On what basis did TVA representatives ascertain that the coal ash only had a handful of harmful substances despite test results from Duke University that showed the Kingston coal ash had radiation and two dozen toxic chemicals and metals in it?
If TVA supervisors had knowledge of worker complaints of common symptoms of coal ash exposure dating back to 2013 why were they not documented or acted upon?
What is the environmental impact of the recently closed coal ash storage areas at the former Allen Fossil Plant on the Memphis Sans aquifer?
A jury in U.S. District Court in November sided with workers in the first phase of their toxic tort lawsuit. The jury ruled Jacobs Engineering breached its contract with TVA and its duty of care to protect the workers.
The coal ash spill and cleanup
TVA put Jacobs Engineering in charge of cleaning up the 7.3 million ton coal ash spill at the TVA Kingston Fossil Plant in December 2008 and keeping workers and the community safe — despite the global contractor’s history of worker safety lawsuits and test tampering allegations.

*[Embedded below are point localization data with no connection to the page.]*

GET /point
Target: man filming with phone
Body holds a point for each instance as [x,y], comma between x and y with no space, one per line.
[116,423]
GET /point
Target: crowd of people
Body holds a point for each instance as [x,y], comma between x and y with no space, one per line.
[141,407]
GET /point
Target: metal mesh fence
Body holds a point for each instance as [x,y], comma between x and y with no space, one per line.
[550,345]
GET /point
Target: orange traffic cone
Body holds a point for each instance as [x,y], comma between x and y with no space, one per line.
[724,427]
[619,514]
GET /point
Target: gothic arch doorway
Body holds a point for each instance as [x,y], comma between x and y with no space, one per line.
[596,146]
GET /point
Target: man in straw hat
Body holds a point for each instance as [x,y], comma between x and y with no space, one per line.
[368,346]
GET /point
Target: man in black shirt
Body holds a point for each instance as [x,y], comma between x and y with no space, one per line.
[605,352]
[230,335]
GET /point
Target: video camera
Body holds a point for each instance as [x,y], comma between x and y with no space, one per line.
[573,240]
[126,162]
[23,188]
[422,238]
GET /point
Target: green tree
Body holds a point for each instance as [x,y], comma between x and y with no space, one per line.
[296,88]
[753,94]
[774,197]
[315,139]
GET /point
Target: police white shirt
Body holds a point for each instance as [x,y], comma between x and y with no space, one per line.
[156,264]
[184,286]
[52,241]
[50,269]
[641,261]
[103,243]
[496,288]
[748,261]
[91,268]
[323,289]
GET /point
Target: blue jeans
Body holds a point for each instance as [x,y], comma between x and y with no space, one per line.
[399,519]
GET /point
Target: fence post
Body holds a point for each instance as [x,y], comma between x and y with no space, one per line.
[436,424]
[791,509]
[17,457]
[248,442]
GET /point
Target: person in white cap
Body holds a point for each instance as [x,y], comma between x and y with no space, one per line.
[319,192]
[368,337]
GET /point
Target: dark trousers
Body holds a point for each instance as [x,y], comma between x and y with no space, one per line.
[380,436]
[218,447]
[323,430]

Workers for Jacobs, a contractor hired by the Tennessee Valley Authority to help clean up a 2008 coal ash spill in East Tennessee, say they were misled by supervisors about the dangers of coal ash exposure, citing safety managers who told them they could safely eat a pound of coal ash a day without harm. The company says the statements were not meant to be taken literally. Additionally, the company provided some monitoring equipment for the protection of workers who say they should have been provided more protection, including the mandatory use of masks or respirators and the option of wearing full-body Tyvek suits.
More than 40 workers, including at least two TVA employees, are now dead, and more than 400 are sick.
TVA refused to say if that deal is being honored. Jacobs currently employs three of the highest-paid law firms in the country to defend the ongoing federal lawsuit.
TVA's SEC filing
But in its latest filing with the Securities and Exchange Commission, TVA is for the first time admitting publicly it also has a deal to cover any damages the sickened workers might recoup — if they win what could be a years-long legal battle against Jacobs.
“While TVA is not a party to this litigation, TVA could be contractually obligated to reimburse Jacobs for some amounts that Jacobs is required to pay as a result of this litigation,” the report said.
TVA also warned in its first quarterly report of 2019 that Jacobs — now implicated in court for causing what is the largest case in the nation of a alleged poisoning by coal ash — has put the entire coal ash industry at risk for fundamental, and costly, change and regulation.
“TVA will continue monitoring this litigation to determine whether this or similar cases could have broader implications for the utility industry,” the report stated.
TVA spokesman Brooks declined to answer a series of questions about the TVA report and its disclosures. Instead, he emphasized the “report states TVA COULD (sic) be contractually obligated.”
Brooks on Friday said there is no proof the workers were “injured.”
“The verdict in phase one did not establish that any plaintiff was injured, a fact which the News Sentinel and other publications continue to report inaccurately,” Brooks wrote.
Negotiating possible settlement
Chief U.S. District Judge Tom Varlan ordered Jacobs to try to negotiate a settlement with the workers in January. One cause he cited in his decision was the fact that workers continue to die as the case, first filed in 2013, drags on.
Jacobs’ attorneys made clear, though, in court filings and arguments in court they did not want to negotiate, forcing Varlan to invoke a rule granting him authority to do so despite the firm's objection.